I have been thinking a lot about what really matters in this life. As a mother to young kids, it’s easy to allow the “shoulds” and the “oughts” to rule the day… To let life’s busyness and impossible standards to completely steal my joy.
This past month, I found myself being carried away with all the things I “should” be doing, especially now that Kensington is 5months old (I mean really!). Shouldn’t I be making dinner every night? Shouldn’t I be giving the kids stimulating activities every day? Shouldn’t I be back in shape by now? My daily lists were long and often left me feeling like a failure.
I’ve gone through seasons like this before (how about after each child arrived?!?) where I press to be at a place I simply can’t be at yet. So as soon as I realized it, I slowed down and knew I needed a shift in perspective.
I’m so thankful I’ve been reminded recently of a few things that really matter: that I love others like Jesus would, that I live with meaning, that I practice surrendering my plan to Him, and that I stop and breathe and say “thank you”.
I got to hear Donald Miller speak relatively recently and he said “deep meaning feels like gratitude.”
So this is where I’m starting… By saying thank you to God every single day (in a journal so I can be reminded). By trying to love every person God brings my way that day. By practicing surrendering my plans before Him with open hands.

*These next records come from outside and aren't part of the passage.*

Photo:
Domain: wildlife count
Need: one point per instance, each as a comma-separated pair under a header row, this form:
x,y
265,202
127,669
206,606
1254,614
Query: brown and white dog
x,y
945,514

I’m far from having it together, but I’m incredibly thankful for the space to slow down and refocus. For the reminder to simplify.
I am beyond thankful for my husband and kids who love me endlessly and who make my heart overflow with joy. And for my sister who has brought a light from her heart to San Diego with her.
I cherish any time I get one-on-one with each kid these days. I got some quality time with Bentley today and it was a sweet reminder of what matters most: being WITH each other.
Our time together was all about going on an adventure and building things.
The adventure he wanted entailed going on a hunt through the neighborhood to find a cricket. We prepared a glass jar with dirt and leaves and then set off on our hunt. We didn’t end up with a cricket but I wound up with a full heart getting to listen to him process the world around him. Bentley finds so much joy in the little things!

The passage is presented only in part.